I load a bunch of these and I also load Montana Golds but you have to buy MG's in Bulk like 3500 at a time to realize good savings.

Good luck

RCG


----------



## swampcrawler (Sep 15, 2011)

perfect. thanks a ton. :mrgreen:


----------



## noylj (Dec 8, 2011)

You can save a bit more with 185-200gn bullets instead of 230gn.
I assume your H&K can't digest cast lead?


----------



## Jammersix (Mar 10, 2012)

I started with plated, using Berry's, to save pennies.

Now I'm using Hornady, both FMJ and JSWC, because I get more accuracy with true plated.
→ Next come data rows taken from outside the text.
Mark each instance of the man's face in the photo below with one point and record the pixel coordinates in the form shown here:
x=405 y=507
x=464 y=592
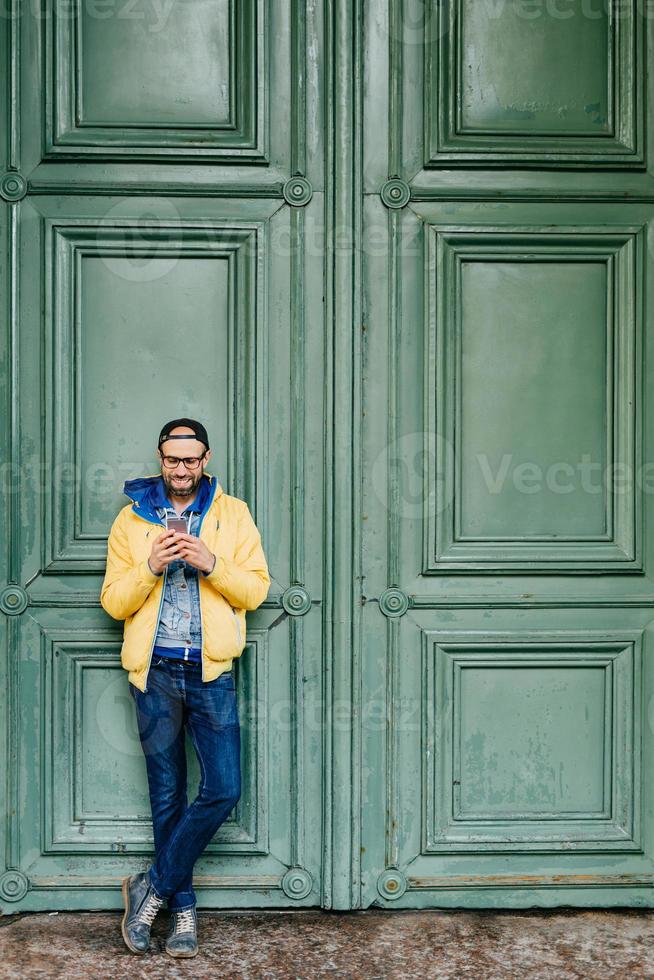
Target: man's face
x=180 y=480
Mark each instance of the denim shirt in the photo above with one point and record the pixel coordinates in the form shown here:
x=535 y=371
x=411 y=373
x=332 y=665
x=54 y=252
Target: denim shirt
x=179 y=630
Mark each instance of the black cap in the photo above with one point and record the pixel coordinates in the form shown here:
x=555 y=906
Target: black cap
x=198 y=429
It appears to me to be accuracy vs. cost. Good luck.


----------



## Rockhound (Sep 28, 2011)

As recoilguy recommended, Precision Delta is hard to beat considering you get a true FMJ instead of plated bullet. I have used Berry's bullets, Rainier bullets, and Precision Delta. Not long ago, the Precision Delta bullets were $119 per 1000, but they recently increased their price to $130 per 1000. Still a really good deal for a quality bullet. However, I must not be the only one to discover this because their Web site shows the bullets to be out of stock and backordered. Call them up and get on their waiting list.


----------



## noylj (Dec 8, 2011)

If you want jacketed, go to Precision Delta or Montana Gold. With both, you will save the most by buying either about 2000 or 6000. These bullets are about the same cost as plated: some times slightly more expensive, some times slightly less expensive, and usually, almost the same. However, the quality is much better in terms of consistent weight, dimensions, and accuracy. These are not cheap bullets to blast away with, though they are certainly priced like it.
I prefer 200gn bullets and think the Precision Delta and Zero 200gn swaged L-SWCs are about the best bullets for the .45. Both, however, seem to be out-of-stock right now--this has been true of Zero for about 3 years.
For excellent inexpensive bullets, see mastercastbullets.com. 
.45 200gn L-SWC: $55.71/1000
.45 230gn L-RN: $64.07/1000
You are not going to get as good a bullet as these without spending more money, if your guns like swaged bullets. These are about the BEST cast bullets I have found.
If you want accuracy, it is either a 200gn L-SWC or a 185gn JHP. 230gn only has a benefit if you are shooting action pistol and want the push of a heavy bullet at low velocity to just barely make power factor. I shot IPSC for about a decade with my hand-cast H&G 68 200gn L-SWC bullets and never even gave 230gn a passing thought.


----------